Wacana Blokir IMEI ponsel BM
Bulan Agustus 2019 ini, saat peringatan hari kemerdekaan, diumumkan pemerintah lewat Kementerian Komunikasi dan Informatika -Kominfo , akan dimulai rencana awal penerapan blokir IMEI untuk handphone atau smartphone yang bukan resmi atau sering disebut BM-black market.
Rencana ini memang sudah didengungkan dari bertahun-tahun lalu, tapi sepertinya sekarang sudah lebih matang dan melibatkan 3 kementerian yakni Kementerian Komunikasi dan Informatika (Kominfo), Kementerian Perindustrian (Kemenperin), dan Kementerian Perdagangan (Kemendag)
Kabar ini tentu membuat banyak orang panik, bagaimana dengan nasib smartphonenya, dan mulai simpang-siur membahas segala skenario, seperti apakah bisa ketika pulang dari luar negeri membeli smartphone di sana, yang mungkin tidak keluar resmi di sini, atau karena harganya lebih murah, untuk bisa tetap digunakan, ketika aturan ini berlaku.
Bagaimana dengan turis asing yang datang ke Indonesia, atau pekerja asing, apakah smartphone mereka langsung tidak jalan? Dan lain sebagainya.
Tulisan ini mencoba menjelaskan lebih jauh mengenai latar belakang mengapa aturan blokir IMEI ini bisa berlaku, dan kira-kira bagaimana penerapannya.
Belum tentu semua pemaparan disini akan 100% benar, karena pemerintah belum mengeluarkan detailnya, tetapi kiranya bisa menjadi pandangan umum untuk kebanyakan dari kita.
Sebagai pengetahuan dasar, setiap smartphone atau handphone, bahkan modem yang menggunakan SIM card atau bisa terhubung dengan layanan operator baik voice dan data, harus memiliki tanda pengenal berupa IMEI – International Mobile Equipment Identity ,kira-kira seperti nomor mobil lah.
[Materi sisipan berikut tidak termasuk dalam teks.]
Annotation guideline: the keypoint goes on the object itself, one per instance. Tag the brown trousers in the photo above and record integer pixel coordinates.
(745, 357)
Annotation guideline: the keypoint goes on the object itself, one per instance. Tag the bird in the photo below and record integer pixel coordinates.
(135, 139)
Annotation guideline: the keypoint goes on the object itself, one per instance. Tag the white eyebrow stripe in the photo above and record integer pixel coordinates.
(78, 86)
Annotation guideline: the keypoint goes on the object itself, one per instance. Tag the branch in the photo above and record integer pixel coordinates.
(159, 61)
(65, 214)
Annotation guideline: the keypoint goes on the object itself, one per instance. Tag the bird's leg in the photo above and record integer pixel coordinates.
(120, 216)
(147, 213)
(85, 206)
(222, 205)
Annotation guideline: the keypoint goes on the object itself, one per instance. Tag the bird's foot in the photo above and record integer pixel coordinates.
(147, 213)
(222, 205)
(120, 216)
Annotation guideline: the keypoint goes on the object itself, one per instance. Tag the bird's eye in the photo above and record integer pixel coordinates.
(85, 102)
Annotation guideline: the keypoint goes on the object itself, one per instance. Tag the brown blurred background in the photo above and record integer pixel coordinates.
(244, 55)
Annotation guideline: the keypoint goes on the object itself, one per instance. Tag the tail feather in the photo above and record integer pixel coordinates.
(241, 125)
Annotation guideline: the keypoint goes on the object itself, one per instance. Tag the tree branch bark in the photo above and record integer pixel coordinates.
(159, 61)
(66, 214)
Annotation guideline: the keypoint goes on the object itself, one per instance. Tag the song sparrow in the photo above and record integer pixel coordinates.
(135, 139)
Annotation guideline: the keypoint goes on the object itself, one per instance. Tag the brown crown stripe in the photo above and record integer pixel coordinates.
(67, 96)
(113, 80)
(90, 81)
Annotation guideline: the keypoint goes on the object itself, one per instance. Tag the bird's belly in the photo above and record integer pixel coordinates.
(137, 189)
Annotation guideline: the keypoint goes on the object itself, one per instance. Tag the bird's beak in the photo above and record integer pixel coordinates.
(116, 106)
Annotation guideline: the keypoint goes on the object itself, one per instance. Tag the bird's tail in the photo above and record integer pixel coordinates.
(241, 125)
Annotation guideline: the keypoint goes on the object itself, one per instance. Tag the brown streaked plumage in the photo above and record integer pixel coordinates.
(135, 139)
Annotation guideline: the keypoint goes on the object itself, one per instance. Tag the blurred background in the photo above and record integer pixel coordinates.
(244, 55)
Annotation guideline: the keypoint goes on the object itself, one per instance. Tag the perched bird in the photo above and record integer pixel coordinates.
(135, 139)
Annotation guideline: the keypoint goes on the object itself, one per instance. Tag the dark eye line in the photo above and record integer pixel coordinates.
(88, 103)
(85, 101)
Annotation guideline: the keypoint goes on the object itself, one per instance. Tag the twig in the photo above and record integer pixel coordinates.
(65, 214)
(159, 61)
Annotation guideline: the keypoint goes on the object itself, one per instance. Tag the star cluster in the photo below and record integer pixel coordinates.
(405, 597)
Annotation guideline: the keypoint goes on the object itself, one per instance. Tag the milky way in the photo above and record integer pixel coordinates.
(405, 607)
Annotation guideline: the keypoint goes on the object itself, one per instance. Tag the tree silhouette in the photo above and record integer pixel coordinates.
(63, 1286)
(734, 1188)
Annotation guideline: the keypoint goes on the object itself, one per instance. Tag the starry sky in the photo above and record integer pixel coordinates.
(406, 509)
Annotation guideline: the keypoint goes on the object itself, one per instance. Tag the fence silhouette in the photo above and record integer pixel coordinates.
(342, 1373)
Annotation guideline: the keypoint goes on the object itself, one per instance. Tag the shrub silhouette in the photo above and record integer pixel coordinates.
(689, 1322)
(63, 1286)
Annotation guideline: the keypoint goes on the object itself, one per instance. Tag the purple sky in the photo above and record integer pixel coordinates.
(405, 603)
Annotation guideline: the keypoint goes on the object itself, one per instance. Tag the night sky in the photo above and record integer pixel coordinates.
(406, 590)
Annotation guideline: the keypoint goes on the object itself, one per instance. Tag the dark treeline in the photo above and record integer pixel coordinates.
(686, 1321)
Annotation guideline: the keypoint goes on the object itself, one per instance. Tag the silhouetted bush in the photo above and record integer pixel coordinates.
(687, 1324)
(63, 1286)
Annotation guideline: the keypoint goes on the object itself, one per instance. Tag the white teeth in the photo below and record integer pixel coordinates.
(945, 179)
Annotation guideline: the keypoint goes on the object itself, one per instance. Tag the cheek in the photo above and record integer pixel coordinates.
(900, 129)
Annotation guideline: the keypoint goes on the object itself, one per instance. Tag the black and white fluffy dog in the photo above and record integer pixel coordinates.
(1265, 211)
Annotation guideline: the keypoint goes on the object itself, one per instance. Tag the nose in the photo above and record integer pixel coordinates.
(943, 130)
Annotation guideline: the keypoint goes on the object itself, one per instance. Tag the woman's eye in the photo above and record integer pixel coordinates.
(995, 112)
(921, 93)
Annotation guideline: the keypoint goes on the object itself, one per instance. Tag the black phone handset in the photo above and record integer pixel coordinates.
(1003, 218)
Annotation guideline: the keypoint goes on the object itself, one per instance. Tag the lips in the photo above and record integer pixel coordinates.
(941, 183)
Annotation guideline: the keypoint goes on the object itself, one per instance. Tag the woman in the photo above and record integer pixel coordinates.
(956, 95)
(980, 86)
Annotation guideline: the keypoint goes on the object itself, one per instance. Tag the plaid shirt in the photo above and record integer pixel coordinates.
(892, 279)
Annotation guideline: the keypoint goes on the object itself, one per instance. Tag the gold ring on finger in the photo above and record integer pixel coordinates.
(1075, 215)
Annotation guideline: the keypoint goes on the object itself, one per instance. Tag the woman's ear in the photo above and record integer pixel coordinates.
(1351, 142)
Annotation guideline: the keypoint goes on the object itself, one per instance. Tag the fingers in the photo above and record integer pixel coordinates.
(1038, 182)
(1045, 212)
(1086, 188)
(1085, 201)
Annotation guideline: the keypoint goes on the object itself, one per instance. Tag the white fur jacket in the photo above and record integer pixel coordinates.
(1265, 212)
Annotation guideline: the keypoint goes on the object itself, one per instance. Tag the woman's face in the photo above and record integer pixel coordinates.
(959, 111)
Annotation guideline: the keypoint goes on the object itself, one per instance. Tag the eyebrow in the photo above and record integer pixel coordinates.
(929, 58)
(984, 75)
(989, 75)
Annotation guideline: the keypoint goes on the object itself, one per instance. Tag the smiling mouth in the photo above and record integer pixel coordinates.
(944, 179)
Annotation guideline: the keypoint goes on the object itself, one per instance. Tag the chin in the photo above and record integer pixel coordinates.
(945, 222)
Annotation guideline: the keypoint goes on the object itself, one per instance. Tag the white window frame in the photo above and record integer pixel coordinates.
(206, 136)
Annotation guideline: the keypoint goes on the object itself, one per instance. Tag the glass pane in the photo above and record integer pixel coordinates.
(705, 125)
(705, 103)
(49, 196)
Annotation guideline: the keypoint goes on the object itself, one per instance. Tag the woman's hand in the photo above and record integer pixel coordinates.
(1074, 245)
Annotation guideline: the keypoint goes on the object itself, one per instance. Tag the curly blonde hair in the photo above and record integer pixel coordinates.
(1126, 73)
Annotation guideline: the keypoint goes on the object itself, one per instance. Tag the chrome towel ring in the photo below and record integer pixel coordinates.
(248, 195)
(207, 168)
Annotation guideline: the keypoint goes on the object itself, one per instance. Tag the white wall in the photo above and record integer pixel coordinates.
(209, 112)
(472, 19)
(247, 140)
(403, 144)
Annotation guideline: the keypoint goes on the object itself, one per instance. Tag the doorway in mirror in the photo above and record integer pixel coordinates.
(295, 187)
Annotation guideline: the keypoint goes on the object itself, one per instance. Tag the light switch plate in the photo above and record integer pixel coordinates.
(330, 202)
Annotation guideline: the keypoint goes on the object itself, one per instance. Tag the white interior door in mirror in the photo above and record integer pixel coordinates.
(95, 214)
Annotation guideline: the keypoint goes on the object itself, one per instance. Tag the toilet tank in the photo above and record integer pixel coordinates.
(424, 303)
Jadi kalau smartphone kita mendukung dual SIM, maka akan memiliki juga 2 buah nomor IMEI, berupa 15 digit angka yang bisa kita lihat di smartphone dengan mengetikkan *#06# di kolom dial telepon.
IMEI ini dikeluarkan oleh Asosiasi GSM atau GSMA untuk seluruh dunia, jadi tidak dibuat oleh masing2 negara.
Setiap kita masukkan SIM card dan menyalakannya, operator yang kita gunakan selain tahu nomor telp yang aktif, juga mengetahui IMEI perangkat yang kita gunakan, termasuk posisi lokasi kita berada. Dari identitas IMEI ini operator akan tahu, misal merk smartphone dan tipenya apa. Tanpa ada IMEI, smartphone tersebut tidak bisa terhubung ke operator. Seperti mobil tanpa plat nomor, tidak boleh digunakan di jalan raya.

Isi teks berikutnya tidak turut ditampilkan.